Revolutionary Mothering: Love on the Front Lines edited by Pauline Alexis Gumbs, China Martens and Mai’a Williams

I love reading nonfiction that not only opens my eyes but also inspires me. I got my hands on a copy of this before the end of last year and finally got around to reading it. Revolutionary Mothering is one of those books I did not want to put down.

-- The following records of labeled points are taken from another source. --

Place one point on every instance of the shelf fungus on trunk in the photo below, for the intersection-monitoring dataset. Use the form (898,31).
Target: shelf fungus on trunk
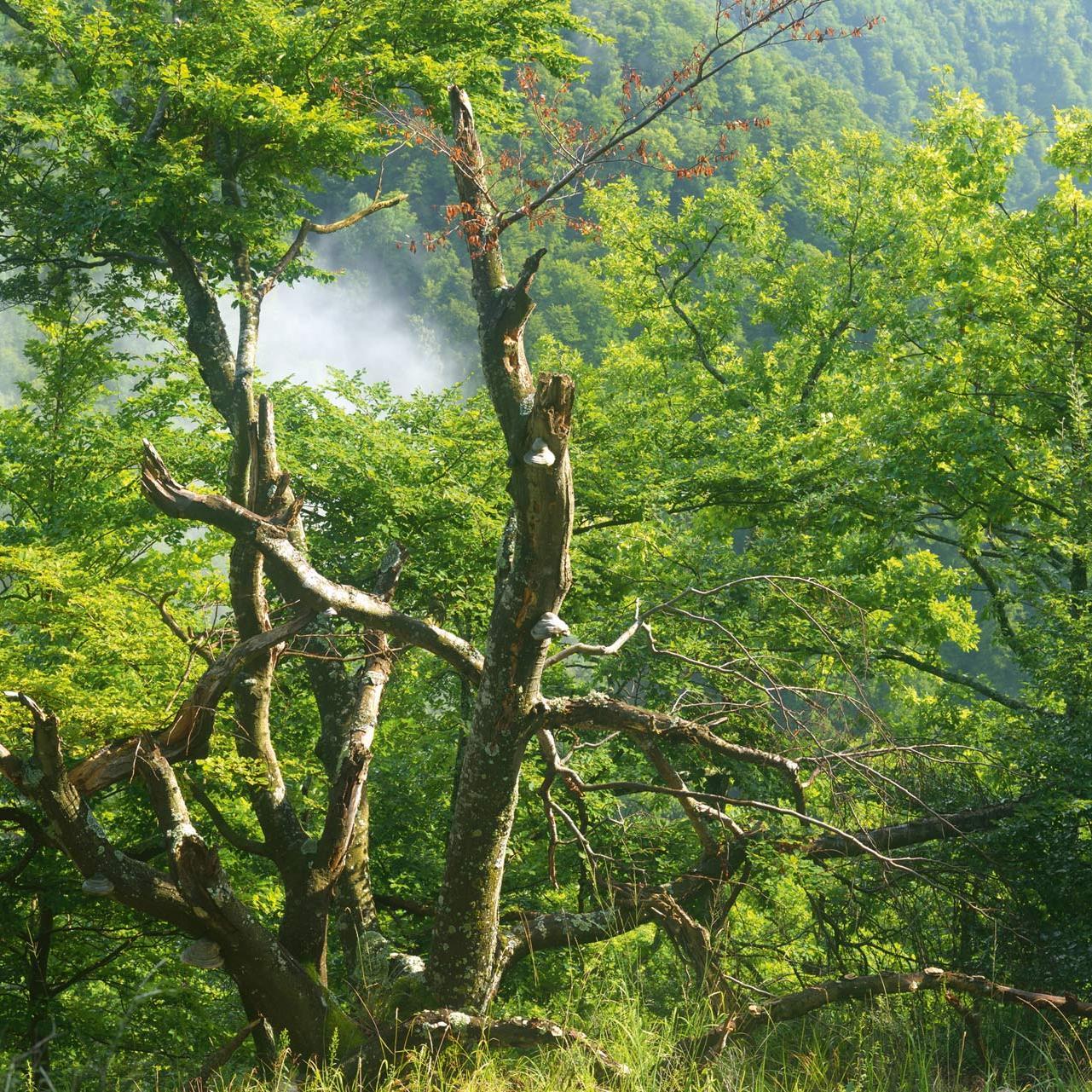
(203,953)
(540,454)
(548,627)
(97,885)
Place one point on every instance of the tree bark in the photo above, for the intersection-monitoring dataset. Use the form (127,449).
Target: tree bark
(532,578)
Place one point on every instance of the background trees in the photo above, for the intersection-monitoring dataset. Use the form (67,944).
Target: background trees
(827,410)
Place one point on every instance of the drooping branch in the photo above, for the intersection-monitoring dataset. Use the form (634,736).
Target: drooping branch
(958,677)
(901,835)
(320,593)
(309,228)
(188,735)
(76,830)
(864,987)
(602,712)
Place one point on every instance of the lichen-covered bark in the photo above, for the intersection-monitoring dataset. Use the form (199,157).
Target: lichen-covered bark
(532,578)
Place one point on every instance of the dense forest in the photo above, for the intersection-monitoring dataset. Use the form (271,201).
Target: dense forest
(546,546)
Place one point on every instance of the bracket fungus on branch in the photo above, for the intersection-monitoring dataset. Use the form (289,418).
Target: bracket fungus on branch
(97,885)
(548,627)
(540,454)
(203,953)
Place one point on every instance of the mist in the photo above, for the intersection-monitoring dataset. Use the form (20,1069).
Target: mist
(308,327)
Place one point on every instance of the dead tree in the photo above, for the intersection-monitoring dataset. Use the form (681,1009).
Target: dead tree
(282,976)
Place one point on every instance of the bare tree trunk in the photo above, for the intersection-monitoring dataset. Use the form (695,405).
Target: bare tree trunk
(532,578)
(41,1026)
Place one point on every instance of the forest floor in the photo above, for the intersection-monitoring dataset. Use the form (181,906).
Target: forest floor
(886,1049)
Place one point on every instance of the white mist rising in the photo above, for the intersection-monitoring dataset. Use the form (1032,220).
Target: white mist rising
(310,326)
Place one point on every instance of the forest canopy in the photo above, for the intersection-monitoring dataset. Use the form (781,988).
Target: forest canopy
(711,661)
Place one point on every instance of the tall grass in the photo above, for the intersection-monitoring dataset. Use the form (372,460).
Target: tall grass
(897,1045)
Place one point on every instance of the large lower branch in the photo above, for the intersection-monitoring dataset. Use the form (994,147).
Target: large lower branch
(318,592)
(188,734)
(605,714)
(436,1029)
(863,987)
(900,835)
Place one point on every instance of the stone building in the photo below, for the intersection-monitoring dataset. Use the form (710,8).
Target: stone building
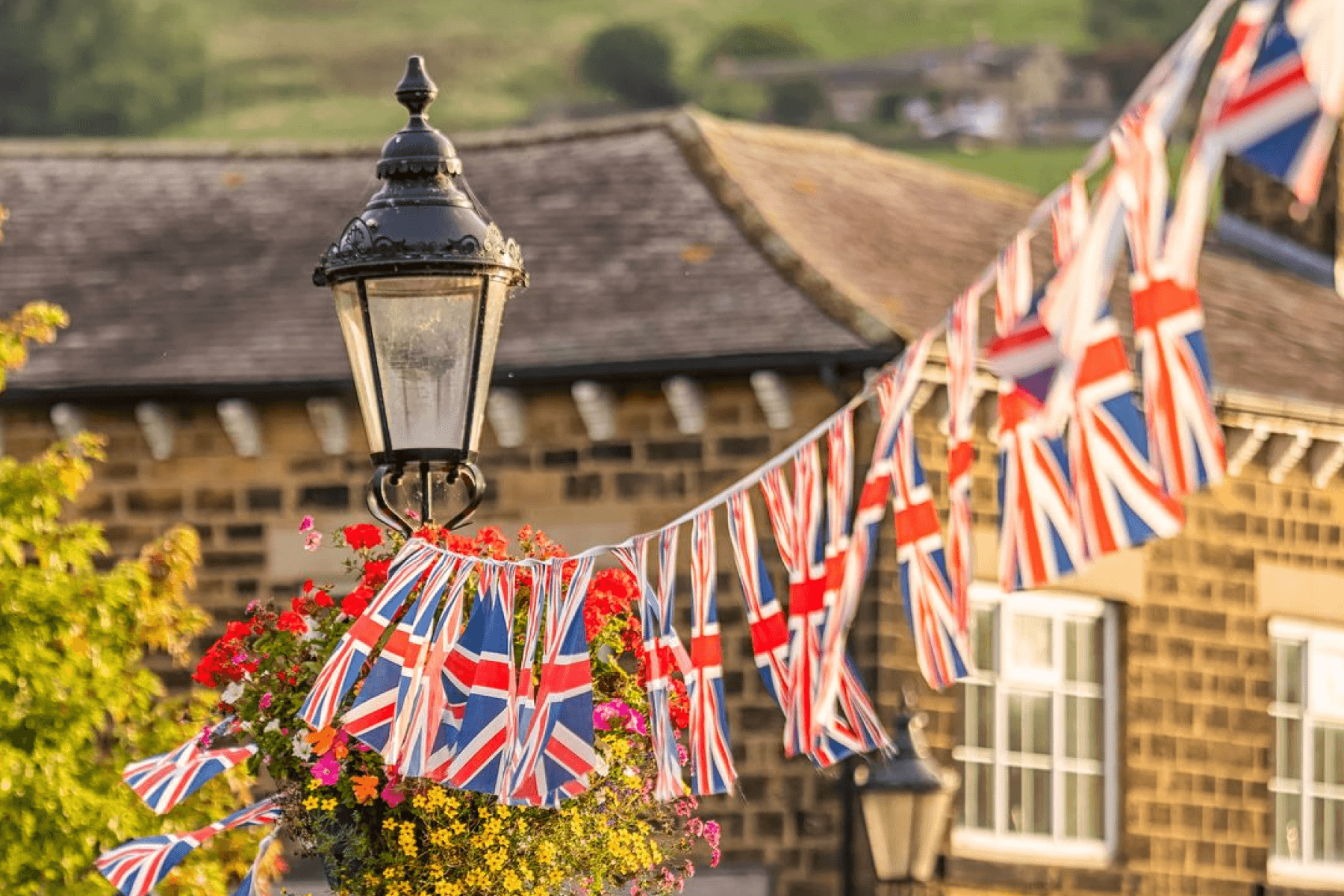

There are so many different perspectives on motherhood and the work (physical, mental, emotional, etc.) that goes into mothering as well as the resolve it takes to see it through when motherhood is so undervalued. These works center marginalized mothers, particularly WOC, QUILTBAG and disability mothers in various intersections. Even though I’m not a mother, I am an aunt and I often think of ways to support mothers, particularly Black mothers. In any case, this is one of the best in radical thought and shows us ways motherhood can be an impetus or launching pad for radical action and activism. This is one of my favorite books next to The Revolution Starts at Home when it comes to transformative action to bring about real change.

The_Sympathizer_-_book_cover

The Sympathizer by Viet Thanh Nguyen

I’d been intending to read Nguyen’s work ever since I had the pleasure of attending a reading at our local book festival last year. I finally had to borrow The Sympathizer from the library and see why he won the Pulitzer. Nguyen is one of those writers whose style it takes a moment to adapt to, but once you do, you get so deep into it that it feels familiar. It didn’t hurt that I actually tended to read it in his voice. I found myself reading the first half slowly but approaching the second half voraciously. His style fits the type of literature I like, narrative not told as a simple point by point movement from event to event. Admittedly, his writing requires a bit more attention, much like Toni Morrison, but it’s worth the effort. By the way, The Sympathizer is not a typical spy novel but those who enjoy the likes of John le Carre will like it as le Carre was an influence on Nguyen’s work (it shows even if you’re only familiar with adaptations of le Carre’s work.) While enjoyable, The Sympathizer is not a light read neither in its subject matter or style. The war in Vietnam follows the unnamed narrator and confronts the reader with the roots of repercussions still felt today. Having said this, I’d highly recommend.